The Canary was forced to accept it had breached its standards more times than any of the 200 other publishers in Impress’ network last year, according to the regulator’s 2021 annual report.
Despite this just three complaints were received by the site in the financial year between April 2021 and March 2022, according to a list that did not see any Impress member receive a substantial number of complaints.
All three complaints received by The Canary, where staff have this year overthrown its directors to become a co-op, were either partially or fully upheld. The Canary is the fifth biggest publication regulated by Impress, with an audience of 754,504 average monthly unique visitors at the time of the report putting it just behind left-wing rival Novara Media.
The complaints were not made to Impress but were instead reported by the publication to the regulator as part of member organisations’ annual reporting on their internal governance processes.
Based on the same self-reported information, investigative outlets Expose News and Byline Investigates topped the table for most corrections published with ten each.
They were followed by Oxford-based left-wing magazine New Internationalist, which reported it had published eight corrections.
As with The Canary none of these corrections came about as a result of a complaint directed through Impress.
The data published in Impress’ 2021 annual report shows that publications covered by the Royal Charter approved regulator on the whole scored well for compliance in 2021 and 2022.
Of the 58 complaints publishers told Impress about, only 19 were upheld either fully or in part.

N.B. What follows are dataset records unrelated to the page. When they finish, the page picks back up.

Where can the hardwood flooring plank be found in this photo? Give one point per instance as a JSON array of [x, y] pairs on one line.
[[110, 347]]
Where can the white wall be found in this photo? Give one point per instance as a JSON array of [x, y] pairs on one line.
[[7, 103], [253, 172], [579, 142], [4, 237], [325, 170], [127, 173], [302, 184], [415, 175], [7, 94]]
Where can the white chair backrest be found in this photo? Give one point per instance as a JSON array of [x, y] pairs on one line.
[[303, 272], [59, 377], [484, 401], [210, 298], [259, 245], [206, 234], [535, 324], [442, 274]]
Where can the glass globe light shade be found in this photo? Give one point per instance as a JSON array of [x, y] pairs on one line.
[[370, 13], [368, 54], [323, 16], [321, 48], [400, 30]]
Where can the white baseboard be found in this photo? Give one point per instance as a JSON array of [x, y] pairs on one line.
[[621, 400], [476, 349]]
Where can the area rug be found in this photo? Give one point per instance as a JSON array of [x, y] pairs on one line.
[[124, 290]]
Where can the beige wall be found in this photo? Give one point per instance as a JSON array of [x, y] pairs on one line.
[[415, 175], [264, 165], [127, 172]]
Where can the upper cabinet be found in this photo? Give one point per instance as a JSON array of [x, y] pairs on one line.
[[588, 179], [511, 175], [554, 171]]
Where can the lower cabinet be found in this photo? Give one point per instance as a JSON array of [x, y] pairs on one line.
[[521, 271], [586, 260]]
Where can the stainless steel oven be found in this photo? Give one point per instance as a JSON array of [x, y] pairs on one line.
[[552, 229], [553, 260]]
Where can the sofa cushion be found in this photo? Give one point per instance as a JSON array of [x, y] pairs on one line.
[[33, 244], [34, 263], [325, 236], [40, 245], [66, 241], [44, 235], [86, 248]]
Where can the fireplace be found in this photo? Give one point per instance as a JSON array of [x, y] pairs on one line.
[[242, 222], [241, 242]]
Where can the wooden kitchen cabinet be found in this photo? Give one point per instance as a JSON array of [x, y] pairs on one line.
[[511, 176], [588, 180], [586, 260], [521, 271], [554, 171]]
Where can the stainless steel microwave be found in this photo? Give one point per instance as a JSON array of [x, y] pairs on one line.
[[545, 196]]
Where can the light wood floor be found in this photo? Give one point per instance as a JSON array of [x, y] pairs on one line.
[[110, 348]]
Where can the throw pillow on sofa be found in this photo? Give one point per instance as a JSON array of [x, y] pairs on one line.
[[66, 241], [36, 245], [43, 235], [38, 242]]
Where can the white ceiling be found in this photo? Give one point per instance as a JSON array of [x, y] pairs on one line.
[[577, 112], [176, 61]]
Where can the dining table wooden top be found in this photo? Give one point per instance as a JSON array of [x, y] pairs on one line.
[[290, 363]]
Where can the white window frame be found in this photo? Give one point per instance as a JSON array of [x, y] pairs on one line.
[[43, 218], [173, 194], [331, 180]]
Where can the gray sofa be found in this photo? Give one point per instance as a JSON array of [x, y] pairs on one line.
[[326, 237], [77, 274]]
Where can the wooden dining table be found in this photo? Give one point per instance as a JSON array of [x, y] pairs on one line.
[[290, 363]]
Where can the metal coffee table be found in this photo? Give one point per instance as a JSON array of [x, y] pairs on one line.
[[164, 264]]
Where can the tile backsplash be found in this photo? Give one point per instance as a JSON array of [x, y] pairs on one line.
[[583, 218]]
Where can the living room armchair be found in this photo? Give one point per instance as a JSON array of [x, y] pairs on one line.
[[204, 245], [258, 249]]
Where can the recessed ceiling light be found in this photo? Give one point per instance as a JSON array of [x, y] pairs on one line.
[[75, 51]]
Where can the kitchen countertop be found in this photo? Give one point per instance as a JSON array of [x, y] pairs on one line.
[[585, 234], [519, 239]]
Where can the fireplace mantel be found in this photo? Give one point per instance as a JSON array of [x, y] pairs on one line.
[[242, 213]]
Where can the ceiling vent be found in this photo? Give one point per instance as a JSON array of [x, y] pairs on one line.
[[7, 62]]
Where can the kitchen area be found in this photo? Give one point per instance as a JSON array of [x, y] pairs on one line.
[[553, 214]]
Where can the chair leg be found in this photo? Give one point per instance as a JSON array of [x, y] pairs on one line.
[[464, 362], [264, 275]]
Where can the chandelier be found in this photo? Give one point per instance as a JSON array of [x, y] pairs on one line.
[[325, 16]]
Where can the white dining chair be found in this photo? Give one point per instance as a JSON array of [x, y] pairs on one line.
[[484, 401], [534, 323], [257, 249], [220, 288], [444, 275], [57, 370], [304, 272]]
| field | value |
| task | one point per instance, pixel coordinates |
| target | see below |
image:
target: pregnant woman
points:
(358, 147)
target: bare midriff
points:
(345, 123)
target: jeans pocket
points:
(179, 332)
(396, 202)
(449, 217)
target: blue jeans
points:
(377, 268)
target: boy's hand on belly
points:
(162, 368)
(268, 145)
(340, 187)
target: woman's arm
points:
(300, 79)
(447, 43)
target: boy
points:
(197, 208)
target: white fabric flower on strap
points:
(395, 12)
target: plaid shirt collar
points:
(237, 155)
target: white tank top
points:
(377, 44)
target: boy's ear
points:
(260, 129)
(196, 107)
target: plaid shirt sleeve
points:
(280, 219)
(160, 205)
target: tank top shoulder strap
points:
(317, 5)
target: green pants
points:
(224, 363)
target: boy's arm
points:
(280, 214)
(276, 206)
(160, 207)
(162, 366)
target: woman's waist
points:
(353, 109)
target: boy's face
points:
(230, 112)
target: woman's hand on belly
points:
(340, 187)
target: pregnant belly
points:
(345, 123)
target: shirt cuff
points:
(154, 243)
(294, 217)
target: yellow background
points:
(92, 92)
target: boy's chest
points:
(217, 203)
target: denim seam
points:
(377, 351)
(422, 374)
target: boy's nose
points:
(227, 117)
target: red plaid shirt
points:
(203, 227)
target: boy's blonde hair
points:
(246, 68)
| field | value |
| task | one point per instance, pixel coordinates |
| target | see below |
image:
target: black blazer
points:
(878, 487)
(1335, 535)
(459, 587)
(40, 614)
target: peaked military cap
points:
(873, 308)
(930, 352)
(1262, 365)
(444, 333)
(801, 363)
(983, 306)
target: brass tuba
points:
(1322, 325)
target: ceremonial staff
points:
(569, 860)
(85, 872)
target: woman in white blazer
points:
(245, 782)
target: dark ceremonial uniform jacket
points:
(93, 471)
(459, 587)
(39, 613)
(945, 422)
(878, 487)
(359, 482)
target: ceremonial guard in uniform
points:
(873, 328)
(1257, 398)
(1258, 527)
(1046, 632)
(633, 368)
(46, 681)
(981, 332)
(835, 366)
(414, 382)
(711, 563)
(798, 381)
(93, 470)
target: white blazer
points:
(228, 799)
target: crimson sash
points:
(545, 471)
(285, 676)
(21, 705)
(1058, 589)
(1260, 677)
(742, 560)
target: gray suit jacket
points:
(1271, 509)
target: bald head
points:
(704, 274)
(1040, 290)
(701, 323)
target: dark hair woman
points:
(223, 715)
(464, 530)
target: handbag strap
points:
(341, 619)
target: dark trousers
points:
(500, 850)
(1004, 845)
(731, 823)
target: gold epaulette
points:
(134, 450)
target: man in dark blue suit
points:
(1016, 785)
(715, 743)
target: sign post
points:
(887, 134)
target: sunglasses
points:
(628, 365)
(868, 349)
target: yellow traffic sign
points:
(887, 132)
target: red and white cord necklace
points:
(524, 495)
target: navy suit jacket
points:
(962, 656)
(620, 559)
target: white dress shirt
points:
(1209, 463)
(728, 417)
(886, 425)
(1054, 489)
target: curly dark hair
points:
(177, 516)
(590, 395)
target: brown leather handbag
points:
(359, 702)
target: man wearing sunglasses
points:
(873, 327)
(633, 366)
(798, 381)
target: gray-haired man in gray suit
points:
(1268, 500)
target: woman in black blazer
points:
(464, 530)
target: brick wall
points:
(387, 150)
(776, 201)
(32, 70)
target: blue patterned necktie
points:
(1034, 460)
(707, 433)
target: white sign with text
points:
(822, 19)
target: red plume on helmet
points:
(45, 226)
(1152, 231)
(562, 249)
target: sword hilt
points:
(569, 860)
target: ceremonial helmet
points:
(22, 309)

Sixty-six corrections were collectively published by the 200-strong network.
Of the 25 complaints received by Impress in the last financial year (some of which fell out of the scope of the scheme or related to publishers not regulated by Impress), three were considered by the regulator. Of these, one relating to the Waltham Forest Echo was upheld (although the decision was made just after the period covered by the report in April this year).
Of the complaints adjudicated between April 2021 and March 2022, only one, concerning an article published on left-wing politics site Skwawkbox was upheld. The article was ruled to have inaccurately implied that former Health Secretary Matt Hancock had awarded NHS contracts to "Tory donors and cronies" and Skwawkbox was required to publish a correction. NOT
Rival regulator the Independent Press Standards Organisation (IPSO), which regulates some 2,600 publications among them some of the UK’s biggest names in news such as The Daily Mail, The Sun, The Daily Mirror and The Times, received 14,355 complaints in 2021. Of these, 461 were investigated by the regulator as potentially in breach of the Editors’ Code, and 88 were upheld. Mail Online was found to have breached the code 15 times.
Newer Impress, the smaller of the UK’s two main regulators, tends to oversee small, independent publications, including hyperlocal sites and niche new media outlets such as Bellingcat.
Some 209 publications reaching 20% of the UK population are currently signed up to Impress according to the organisation’s annual report. It said membership grew 11% in the 2021/22 financial year with the local Bylines network, The Manchester Meteor and gal-dem among the newer members.
The report also found that there was a 40% decrease in complaints and a 60% decrease in complainants requesting that their complaints be escalated to Impress for investigation in 2021/22 compared to the previous 12 months.
"Regulated publishers are therefore working well to instil trust in the public through adherence to the requirements of our Standards Code and Regulatory Scheme, through using their own internal governance processes to resolve issues with readers," said the report.